A analista administrativa Ana Maria Carneiro tem aproveitado. Antes,
começava a trabalhar às 7h30 para sair às 16h30
e liberar a empregada que cuidava dos filhos. Agora, que pode chegar
mais tarde em casa, passou a malhar antes de iniciar o expediente,
às 9h30. "Estou com mais disposição", diz Ana
Maria. Na farmacêutica Bristol-Myers Squibb, há esquema
semelhante. A assistente social Clores Santos optou por iniciar
o expediente mais cedo para sair às 16 horas. "Chego em casa
com o dia claro e, no ano que vem, vou voltar para a faculdade",
planeja Clores, que pretende fazer administração de
empresas.
A
prática atinge empresas de todos os setores. Entre as que
já têm projetos em estágio avançado estão,
por exemplo, Avon, Dow Química, Xerox, Gerdau, Kodak, Levis
e Algar. Porém, apesar de estar bem difundida no mercado
brasileiro, a iniciativa ainda não atinge os cargos de menor
remuneração. Na pesquisa da Hewitt, apenas 35% dos
funcionários das 131 companhias que disseram empregar o horário
flexível têm chance de optar pelo esquema. Boa parte
deles ocupa cargos de nível hierárquico superior
diretores, gerentes e consultores. Nas posições mais
simples, a possibilidade de escapar da ditadura do relógio
continua distante.
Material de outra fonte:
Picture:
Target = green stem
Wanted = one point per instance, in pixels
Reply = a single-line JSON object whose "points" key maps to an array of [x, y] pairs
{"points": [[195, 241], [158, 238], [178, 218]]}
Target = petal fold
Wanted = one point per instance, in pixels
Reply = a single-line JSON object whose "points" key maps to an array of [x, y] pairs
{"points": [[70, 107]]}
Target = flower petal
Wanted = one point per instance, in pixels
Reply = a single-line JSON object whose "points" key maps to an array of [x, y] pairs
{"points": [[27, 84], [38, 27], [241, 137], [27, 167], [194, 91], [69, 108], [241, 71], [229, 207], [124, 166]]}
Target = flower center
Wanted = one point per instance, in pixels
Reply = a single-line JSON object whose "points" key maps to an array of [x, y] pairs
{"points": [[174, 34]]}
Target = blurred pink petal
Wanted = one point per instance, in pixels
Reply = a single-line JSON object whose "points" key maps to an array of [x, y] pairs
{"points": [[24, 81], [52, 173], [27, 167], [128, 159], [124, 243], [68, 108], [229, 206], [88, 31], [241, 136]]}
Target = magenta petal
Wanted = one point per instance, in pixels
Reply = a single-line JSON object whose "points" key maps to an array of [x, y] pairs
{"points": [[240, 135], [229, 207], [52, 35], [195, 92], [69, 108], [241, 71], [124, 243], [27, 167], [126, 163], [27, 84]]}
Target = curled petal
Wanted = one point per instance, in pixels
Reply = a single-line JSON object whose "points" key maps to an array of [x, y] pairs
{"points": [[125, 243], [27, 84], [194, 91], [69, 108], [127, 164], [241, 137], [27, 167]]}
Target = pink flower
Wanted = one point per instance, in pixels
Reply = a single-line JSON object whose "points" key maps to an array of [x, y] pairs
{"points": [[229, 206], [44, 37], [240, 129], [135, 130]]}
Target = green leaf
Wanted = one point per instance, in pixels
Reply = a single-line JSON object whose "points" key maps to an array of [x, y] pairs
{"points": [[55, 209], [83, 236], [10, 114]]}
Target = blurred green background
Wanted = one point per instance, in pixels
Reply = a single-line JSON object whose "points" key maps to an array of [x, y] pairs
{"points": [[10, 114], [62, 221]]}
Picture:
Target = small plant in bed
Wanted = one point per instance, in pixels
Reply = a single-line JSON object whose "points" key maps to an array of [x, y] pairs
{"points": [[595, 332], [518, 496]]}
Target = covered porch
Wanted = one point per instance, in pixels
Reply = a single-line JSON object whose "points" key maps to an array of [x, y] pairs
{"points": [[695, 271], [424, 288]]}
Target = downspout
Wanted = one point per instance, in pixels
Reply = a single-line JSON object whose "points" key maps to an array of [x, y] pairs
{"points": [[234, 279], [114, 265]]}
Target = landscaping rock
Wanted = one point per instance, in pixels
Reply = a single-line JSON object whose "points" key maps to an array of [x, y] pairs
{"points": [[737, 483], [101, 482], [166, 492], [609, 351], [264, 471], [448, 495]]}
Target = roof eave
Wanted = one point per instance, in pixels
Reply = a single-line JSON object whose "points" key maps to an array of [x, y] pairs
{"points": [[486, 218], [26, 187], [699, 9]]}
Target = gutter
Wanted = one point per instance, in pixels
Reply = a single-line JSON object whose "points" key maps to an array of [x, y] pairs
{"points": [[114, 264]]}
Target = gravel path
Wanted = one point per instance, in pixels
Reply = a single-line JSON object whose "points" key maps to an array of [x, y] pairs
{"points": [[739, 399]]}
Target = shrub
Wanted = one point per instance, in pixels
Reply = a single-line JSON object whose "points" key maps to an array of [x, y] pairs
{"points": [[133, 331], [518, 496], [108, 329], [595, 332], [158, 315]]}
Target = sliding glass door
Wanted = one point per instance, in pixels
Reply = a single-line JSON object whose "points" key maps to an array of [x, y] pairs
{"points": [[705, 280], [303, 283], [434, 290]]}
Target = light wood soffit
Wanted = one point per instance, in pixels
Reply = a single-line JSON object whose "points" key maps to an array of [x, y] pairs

Para diversos ramos de atividade, os especialistas
em recursos humanos argumentam que a flexibilização
representaria prejuízo no atendimento ao público,
no relacionamento com outras corporações ou na produção
em série. Mas a principal causa da resistência é
mesmo cultural. "Muitas empresas receiam conceder liberdade plena
de horário porque desconfiam que os empregados abusariam
desse direito", diz Andrea Huggard-Caine, presidente no Brasil da
Hewitt. "A maior parte dos chefes ainda acredita que produtividade
se mede pela quantidade de horas que o funcionário permanece
na empresa", acrescenta Patrícia Molino, diretora da consultoria
KPMG.
Nas
corporações em que cada profissional tem autonomia
para administrar o próprio tempo e realizar as tarefas da
forma que julgar conveniente, está ocorrendo exatamente o
contrário do que se temia: é comum encontrar quem
trabalhe doze ou mais horas por dia. "Para controlar os excessos,
estamos até fazendo campanha de conscientização
sobre a importância das férias", descreve o diretor
de recursos humanos da Oracle, André Rapoport. A Merck Sharp
& Dohme adotou uma solução drástica: o
setor de manutenção tem ordem para apagar as luzes
do prédio às 10 da noite, sem verificar se ainda há
alguém trabalhando. "Existe um tipo de funcionário
que adora ficar no escritório, mesmo que o volume de serviço
não exija", diz o diretor de assuntos corporativos, Marcos
Levy. Mas, de acordo com os consultores, está em baixa o
prestígio dos viciados em trabalho, que estiveram em voga
nos anos 80 mas perderam fôlego desde então. Hoje,
o que as empresas querem é alguém que tenha outras
preocupações na vida família, lazer,
filantropia. Retoma-se, assim, a tendência histórica
que fez o número de horas dedicadas ao trabalho cair gradativamente
no decorrer do século XX. Na década de 10, os brasileiros
trabalhavam, em média, cerca de 3.000
horas por ano. Com a mecanização e o surgimento de
benefícios como as férias remuneradas, esse índice
caiu drasticamente. Atualmente, a média é de 2.000
horas anuais. Estima-se que um número cada vez maior de companhias
evolua para formas mais sofisticadas de flexibilidade, permitindo
que os funcionários trabalhem parte do tempo em casa ou reduzindo
a jornada semanal para quatro dias. "A geração que
está entrando agora no mercado tem outra mentalidade e vai
fazer o máximo para encontrar o equilíbrio entre a
vida profissional e a pessoal", diz Andrea Huggard-Caine, da Hewitt.
"Afinal, quem viu os pais trabalharem feito loucos a vida toda para
ser demitidos aos 50 anos não quer repetir o erro."